Surprised by ELK report's counterexample to Debate, IDA

Summary

I had assumed the original ELK report had fundamental objections to Debate and IDA in terms of their robustness. Re-reading the report, I was surprised to find that that the only counterexample it provides for these proposals is that they don’t seem computationally competitive compared to unaligned AI.

ELK’s iconic SmartVault AI toy scenario seems like a pretty difficult world to imagine this kind of competitiveness mattering. I provide humorous fictional dialogue at a yacht party to illustrate this point.

My best guess is that the ELK report authors just didn’t get around to doing in-depth plot continuity editing on their SmartVault scenario, but that they care about competitiveness because if its importance in the real world. Still it would be good to clarify. And also, is this really the main objection to Debate and IDA for ELK?

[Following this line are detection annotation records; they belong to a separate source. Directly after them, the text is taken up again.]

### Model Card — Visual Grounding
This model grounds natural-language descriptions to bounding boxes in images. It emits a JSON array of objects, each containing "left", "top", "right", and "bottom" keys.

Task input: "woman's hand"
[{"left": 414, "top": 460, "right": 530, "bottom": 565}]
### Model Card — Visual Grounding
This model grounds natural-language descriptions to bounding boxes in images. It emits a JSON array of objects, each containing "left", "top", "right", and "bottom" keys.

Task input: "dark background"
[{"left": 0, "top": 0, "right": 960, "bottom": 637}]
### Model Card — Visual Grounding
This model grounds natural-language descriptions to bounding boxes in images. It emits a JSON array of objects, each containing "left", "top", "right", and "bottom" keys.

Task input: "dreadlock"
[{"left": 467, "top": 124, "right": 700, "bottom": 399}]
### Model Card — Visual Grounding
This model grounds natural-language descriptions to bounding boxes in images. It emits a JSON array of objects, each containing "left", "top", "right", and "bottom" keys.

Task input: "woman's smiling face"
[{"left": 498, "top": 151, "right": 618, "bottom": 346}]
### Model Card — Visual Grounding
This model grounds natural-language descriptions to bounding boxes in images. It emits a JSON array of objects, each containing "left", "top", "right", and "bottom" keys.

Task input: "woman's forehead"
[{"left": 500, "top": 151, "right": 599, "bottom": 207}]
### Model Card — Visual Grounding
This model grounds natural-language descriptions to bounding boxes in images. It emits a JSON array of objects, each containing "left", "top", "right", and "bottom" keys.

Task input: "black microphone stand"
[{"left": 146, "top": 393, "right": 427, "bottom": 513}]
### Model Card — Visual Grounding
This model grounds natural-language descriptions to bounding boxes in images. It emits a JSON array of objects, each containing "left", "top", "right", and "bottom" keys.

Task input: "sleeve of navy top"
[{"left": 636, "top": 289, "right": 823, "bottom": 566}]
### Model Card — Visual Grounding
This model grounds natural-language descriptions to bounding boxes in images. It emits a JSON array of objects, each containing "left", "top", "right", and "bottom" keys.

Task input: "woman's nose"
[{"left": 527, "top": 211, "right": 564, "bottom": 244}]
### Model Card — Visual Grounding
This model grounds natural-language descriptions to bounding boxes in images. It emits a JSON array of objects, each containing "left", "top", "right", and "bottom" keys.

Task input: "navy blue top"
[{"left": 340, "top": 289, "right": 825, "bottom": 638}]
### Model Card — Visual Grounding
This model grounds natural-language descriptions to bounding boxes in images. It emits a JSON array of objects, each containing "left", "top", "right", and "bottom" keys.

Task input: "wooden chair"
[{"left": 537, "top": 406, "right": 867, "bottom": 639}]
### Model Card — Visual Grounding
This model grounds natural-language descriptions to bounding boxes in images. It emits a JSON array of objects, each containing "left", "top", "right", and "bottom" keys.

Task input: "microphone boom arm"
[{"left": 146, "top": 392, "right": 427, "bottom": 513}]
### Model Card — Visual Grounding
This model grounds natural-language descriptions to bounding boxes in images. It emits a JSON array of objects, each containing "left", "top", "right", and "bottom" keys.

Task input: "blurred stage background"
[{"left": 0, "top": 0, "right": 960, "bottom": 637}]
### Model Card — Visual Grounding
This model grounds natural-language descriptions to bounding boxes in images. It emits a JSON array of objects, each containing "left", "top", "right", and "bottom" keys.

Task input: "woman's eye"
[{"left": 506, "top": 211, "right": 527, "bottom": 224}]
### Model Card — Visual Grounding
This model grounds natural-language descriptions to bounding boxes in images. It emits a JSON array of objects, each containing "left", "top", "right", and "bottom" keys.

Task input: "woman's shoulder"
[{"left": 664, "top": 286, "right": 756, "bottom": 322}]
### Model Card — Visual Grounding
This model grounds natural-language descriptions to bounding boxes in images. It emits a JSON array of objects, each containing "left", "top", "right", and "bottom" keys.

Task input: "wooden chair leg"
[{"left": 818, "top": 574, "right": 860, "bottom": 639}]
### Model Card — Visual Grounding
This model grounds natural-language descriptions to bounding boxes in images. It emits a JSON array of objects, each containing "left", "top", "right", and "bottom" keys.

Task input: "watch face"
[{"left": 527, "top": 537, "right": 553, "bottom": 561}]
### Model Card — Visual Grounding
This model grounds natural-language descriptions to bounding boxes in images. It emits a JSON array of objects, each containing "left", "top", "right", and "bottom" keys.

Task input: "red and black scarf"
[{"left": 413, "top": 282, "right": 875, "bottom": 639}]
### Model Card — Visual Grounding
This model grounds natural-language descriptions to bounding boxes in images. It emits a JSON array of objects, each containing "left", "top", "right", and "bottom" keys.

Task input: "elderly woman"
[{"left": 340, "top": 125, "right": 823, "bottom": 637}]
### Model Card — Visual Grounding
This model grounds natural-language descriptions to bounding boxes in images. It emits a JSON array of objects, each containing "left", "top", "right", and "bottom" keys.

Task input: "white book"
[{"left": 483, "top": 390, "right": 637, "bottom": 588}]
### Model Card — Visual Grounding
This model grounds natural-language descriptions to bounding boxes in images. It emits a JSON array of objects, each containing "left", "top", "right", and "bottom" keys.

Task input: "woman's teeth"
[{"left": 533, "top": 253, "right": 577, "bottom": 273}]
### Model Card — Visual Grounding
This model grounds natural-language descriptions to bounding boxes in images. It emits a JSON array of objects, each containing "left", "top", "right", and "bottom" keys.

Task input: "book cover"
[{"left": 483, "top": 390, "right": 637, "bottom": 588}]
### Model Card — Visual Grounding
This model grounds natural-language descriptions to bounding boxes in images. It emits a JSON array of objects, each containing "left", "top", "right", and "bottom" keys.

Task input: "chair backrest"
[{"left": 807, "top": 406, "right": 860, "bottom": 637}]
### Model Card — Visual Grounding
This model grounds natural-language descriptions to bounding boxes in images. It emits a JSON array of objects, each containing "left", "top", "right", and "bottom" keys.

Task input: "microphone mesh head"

The ELK report on Debate and IDA

I was re-reading the original Eliciting Latent Knowledge (ELK) report from ARC. At first it seemed to me like there was an unbacked claim that Debate and Iterated Distillation and Amplification (IDA) can’t solve ELK:

Unfortunately, none of these strategies seem sufficient for solving ELK in the worst case. In particular, after considering strategies like Debate, Iterated Distillation and Amplification and Imitative Generalization — and even assuming that every other counterexample to those strategies could be overcome — we believe they still don’t address ELK.

As I dug into it more though, I realized I had read too quickly over the section where Paul, Ajeya and Mark explain this. It’s called Strategy: have AI help humans improve our understanding.

In this section, the authors explain some of the potential of using Debate or IDA, before introducing New counterexample: gradient descent is more efficient than science, which they apparently consider to invalidate these strategies for ELK:

This means it’s plausible that an AI assistant who can automate the process of doing science well enough to impart us with all the SmartVault AI’s knowledge can only be trained using much more total computation than the original SmartVault AI itself.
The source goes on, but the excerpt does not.